И вот Освальд, так часто возглавлявший опасные приключения, погрузился в глубокие раздумья. Он понял: нужно что-то предпринять, ведь хотя у нас остался козел, которого отказался забрать счастливец, выигравший его на благотворительном базаре, почему-то с козлом не получалось придумать ничего интересного, а кроме него ничего больше не подворачивалось. Дора командовала чаще прежнего, Элис слишком усердно пыталась научиться вязать, Дикки скучал, Освальд скучал, Ноэль писал чересчур много стихов (такая писучесть может подорвать здоровье любого поэта, даже самого юного), а Эйч-Оу просто путался под ногами. Когда Эйч-Оу не знает, чем заняться, он стучит ботинками гораздо громче, и из-за этого влетает остальным, ведь вряд ли какой-нибудь взрослый может отличить стук его ботинок от стука других.
Освальд решил созвать совет. Даже если совет ничего не придумает, он все-таки отвлечет Элис от вязания, а Ноэля от поэтических упражнений. От стихов все равно никакой пользы, Ноэль от них только глупеет.
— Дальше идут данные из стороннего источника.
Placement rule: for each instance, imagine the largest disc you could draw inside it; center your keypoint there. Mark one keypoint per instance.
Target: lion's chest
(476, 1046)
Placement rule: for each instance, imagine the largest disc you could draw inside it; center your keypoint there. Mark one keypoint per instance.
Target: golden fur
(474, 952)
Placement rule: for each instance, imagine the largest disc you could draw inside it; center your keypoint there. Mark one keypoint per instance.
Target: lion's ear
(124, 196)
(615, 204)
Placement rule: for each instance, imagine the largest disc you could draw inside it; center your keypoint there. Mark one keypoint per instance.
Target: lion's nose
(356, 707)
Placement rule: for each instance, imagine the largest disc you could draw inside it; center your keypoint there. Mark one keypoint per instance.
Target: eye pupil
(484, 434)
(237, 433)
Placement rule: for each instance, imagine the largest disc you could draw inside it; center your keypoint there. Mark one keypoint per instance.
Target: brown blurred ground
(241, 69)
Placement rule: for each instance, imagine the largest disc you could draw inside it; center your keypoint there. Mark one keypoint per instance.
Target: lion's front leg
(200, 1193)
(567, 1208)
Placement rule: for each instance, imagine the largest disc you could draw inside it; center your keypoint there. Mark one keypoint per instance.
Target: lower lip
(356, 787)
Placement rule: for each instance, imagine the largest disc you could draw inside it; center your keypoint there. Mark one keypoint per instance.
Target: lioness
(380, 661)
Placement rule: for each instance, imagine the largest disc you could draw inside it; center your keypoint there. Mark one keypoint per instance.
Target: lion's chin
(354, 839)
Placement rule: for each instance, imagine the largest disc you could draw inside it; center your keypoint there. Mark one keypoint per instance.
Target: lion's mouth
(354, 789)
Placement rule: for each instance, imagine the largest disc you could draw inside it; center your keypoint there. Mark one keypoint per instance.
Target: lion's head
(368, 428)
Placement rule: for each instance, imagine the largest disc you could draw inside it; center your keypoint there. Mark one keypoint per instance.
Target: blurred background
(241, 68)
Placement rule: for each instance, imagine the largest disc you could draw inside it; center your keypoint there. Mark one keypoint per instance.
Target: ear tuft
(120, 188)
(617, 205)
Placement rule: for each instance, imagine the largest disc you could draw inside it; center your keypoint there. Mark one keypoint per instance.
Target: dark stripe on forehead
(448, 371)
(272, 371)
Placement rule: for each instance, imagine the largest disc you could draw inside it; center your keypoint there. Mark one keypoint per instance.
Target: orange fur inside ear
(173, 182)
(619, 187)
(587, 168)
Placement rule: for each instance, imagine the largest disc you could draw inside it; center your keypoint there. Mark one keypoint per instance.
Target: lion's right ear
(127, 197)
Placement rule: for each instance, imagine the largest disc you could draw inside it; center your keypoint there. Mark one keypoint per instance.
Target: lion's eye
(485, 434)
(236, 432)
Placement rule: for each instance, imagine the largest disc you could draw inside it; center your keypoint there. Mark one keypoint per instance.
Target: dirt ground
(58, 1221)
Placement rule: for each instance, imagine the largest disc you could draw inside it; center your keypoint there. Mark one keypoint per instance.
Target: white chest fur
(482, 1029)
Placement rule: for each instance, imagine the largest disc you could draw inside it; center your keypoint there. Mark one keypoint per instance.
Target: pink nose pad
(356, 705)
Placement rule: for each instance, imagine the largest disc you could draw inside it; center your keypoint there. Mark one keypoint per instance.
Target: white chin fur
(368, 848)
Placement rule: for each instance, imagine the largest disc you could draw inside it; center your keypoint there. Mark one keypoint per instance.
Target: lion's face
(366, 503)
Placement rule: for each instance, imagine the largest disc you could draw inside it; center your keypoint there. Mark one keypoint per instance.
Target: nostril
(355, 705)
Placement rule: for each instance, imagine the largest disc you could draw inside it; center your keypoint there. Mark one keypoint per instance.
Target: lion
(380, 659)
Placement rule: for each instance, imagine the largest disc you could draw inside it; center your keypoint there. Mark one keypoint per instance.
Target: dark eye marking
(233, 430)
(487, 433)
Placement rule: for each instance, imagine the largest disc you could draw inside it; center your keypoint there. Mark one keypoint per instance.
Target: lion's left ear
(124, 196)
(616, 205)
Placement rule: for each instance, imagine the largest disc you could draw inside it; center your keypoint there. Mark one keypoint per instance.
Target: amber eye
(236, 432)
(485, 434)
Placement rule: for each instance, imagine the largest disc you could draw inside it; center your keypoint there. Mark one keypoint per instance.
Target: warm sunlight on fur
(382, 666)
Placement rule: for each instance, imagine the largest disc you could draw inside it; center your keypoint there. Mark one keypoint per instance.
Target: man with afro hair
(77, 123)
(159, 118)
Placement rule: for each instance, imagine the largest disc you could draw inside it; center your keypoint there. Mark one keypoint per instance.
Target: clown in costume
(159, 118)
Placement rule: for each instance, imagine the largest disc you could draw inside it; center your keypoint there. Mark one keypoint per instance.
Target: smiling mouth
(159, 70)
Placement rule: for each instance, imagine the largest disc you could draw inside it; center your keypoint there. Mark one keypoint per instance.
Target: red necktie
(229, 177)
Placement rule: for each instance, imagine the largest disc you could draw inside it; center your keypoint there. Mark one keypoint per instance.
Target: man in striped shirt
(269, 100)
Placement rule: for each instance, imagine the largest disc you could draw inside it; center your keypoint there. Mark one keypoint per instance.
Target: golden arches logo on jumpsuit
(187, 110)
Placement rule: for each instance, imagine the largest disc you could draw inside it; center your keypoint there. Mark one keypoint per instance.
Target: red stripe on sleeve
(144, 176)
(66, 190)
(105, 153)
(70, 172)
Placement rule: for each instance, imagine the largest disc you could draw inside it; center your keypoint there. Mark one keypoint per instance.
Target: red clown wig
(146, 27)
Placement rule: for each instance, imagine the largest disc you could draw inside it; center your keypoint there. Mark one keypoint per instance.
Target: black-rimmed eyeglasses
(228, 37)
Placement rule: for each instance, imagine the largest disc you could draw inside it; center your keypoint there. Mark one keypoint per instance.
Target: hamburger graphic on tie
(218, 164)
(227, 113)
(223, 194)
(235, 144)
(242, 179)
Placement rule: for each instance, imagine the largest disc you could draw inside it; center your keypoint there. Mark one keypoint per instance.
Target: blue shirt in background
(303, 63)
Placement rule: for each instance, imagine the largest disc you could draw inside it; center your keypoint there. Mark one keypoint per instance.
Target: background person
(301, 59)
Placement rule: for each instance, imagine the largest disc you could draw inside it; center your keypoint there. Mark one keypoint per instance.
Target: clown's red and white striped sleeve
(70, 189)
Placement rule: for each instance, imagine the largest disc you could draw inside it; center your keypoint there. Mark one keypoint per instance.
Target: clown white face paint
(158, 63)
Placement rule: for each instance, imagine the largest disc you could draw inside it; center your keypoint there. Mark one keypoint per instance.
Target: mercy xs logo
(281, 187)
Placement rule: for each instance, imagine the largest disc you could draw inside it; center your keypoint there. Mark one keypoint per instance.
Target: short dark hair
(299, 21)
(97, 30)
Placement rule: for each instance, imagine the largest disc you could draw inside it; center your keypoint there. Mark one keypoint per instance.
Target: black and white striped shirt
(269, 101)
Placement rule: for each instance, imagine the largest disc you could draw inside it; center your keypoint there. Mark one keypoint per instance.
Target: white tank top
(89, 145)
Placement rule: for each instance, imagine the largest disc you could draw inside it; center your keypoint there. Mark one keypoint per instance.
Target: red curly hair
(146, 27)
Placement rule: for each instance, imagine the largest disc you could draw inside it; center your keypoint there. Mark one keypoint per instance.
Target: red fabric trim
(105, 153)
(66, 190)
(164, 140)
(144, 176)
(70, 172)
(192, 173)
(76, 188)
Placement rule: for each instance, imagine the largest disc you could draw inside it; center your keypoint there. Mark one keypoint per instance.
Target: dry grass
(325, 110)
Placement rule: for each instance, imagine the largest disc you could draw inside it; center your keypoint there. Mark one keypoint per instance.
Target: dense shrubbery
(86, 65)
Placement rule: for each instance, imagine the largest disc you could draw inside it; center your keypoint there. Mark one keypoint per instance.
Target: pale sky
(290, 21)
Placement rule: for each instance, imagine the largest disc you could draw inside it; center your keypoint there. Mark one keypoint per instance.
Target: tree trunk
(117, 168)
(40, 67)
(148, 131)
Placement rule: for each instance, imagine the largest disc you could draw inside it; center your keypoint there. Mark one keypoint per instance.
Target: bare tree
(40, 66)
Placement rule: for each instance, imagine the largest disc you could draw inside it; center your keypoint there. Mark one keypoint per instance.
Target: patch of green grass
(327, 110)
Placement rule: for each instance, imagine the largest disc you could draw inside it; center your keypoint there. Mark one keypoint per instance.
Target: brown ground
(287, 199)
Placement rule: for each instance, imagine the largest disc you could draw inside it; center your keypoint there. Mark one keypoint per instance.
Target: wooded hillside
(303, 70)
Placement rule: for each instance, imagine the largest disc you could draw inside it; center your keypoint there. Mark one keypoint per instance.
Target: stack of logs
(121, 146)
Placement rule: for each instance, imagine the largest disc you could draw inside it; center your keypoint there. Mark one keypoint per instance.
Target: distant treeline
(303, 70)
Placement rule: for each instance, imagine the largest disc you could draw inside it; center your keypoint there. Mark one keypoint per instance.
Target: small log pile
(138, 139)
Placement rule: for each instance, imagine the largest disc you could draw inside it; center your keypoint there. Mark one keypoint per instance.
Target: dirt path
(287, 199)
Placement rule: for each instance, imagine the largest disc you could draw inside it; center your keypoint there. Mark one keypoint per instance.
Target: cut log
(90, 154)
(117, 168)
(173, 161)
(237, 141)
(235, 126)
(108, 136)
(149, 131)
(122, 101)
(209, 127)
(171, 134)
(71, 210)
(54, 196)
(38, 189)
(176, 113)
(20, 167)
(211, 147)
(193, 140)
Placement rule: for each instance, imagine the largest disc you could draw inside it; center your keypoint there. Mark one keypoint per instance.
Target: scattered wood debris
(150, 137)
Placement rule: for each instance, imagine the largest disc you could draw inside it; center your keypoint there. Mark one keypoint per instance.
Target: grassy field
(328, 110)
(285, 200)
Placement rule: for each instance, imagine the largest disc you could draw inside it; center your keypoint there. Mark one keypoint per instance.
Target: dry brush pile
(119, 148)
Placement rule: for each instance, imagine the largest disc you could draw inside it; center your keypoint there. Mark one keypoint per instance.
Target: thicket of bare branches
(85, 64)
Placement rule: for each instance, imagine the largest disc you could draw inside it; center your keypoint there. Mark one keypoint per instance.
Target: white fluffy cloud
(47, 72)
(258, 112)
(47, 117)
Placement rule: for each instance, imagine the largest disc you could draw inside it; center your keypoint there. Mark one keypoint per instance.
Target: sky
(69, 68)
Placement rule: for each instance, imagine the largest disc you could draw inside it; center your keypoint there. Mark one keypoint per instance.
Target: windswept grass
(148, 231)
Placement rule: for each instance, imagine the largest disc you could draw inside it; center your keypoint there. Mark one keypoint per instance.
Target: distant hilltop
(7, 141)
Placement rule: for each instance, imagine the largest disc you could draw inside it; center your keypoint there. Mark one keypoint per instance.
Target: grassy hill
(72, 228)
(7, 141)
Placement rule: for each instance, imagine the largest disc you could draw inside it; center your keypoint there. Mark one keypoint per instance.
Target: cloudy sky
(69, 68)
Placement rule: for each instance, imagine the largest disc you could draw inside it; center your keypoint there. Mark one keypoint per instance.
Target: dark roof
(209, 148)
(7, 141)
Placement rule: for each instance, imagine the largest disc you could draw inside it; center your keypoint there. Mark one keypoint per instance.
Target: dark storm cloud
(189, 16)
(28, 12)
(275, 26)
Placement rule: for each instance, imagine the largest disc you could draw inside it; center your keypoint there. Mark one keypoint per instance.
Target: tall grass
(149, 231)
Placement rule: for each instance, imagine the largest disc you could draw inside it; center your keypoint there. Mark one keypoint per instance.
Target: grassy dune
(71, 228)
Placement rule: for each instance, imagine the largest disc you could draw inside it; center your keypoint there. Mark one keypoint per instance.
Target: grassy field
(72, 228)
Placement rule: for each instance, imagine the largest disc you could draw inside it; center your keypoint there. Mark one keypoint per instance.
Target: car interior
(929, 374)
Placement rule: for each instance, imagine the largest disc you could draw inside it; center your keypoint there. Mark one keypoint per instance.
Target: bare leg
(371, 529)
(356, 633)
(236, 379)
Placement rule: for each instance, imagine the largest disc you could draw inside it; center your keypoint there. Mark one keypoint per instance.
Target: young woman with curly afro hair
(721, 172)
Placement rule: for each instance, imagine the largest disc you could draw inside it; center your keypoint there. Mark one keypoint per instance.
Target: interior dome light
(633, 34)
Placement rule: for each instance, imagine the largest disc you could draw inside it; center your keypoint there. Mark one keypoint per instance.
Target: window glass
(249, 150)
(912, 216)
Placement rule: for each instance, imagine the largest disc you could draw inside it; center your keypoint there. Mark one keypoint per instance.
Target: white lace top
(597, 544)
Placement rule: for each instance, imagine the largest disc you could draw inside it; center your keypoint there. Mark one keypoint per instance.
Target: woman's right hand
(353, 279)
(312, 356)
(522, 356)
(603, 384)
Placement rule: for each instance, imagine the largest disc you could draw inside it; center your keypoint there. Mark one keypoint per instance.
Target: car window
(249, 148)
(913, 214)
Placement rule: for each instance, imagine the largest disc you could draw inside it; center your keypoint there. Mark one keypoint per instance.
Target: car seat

Освальд пошел в нашу комнату, которая называется «общей», как в колледжах, и совсем не похожа на нашу комнату в ту пору, когда мы были бедными, но честными. Это веселая комната с большим столом и длинным диваном, отлично подходящим для игр, а на полу лежит толстый ковер, приглушающий стук ботинок Эйч-Оу.
Элис, сидя у камина, вязала носки отцу, но я уверен, что у папы ноги совсем не такие. У него высокий и красиво очерченный подъем, как у Освальда. Ноэль, конечно же, писал стихи.
– Моя дорогая сестра – мастерица,
надеюсь, не зря ее трудятся спицы…
Тут он застрял и сказал:
– Правильнее было бы написать «любимая сестра», но это было бы нелюбезно по отношению к Доре.
– Спасибо, – отозвалась Дора. – Можешь не быть со мной любезным, если тебе это так трудно.
– Перестань, Дора! – проворчал Дикки. – Ноэль ничего такого не имел в виду.
– Он никогда ничего не имеет в виду, – сказал Эйч-Оу. – И его стихи тож ни о чём.
– И его стихи тоже, – поправила Дора. – А кроме того, вообще не следует так говорить, это невежливо.
– Ты слишком добра к мальцу, – сказал Дикки.
Элис считала:
– Восемьдесят семь, восемьдесят восемь… Ой, помолчите же полсекунды! Восемьдесят девять, девяносто… Теперь мне придется считать петли заново!
Один только Освальд ни с кем не препирался. Я говорю об этом, чтобы показать: сварливость заразна, как корь. Киплинг называет ее верблюжьим горбом и, как обычно, этот великий и добрый писатель совершенно прав.
– Послушайте, давайте соберем совет, – сказал Освальд. – В книге Киплинга говорится, что когда у тебя горб, иди и копай, пока не вспотеешь. Ну мы не можем копать, потому что снаружи льет, как из ведра, но…
Остальные не дали ему договорить, уверяя, что у них нет горбов и что они не понимают, куда он клонит. Освальд терпеливо пожал плечами (не его вина, что другие ненавидят, когда он терпеливо пожимает плечами) и не ответил.
– О, ради бога, Освальд, не будь таким несносным! – сказала Дора.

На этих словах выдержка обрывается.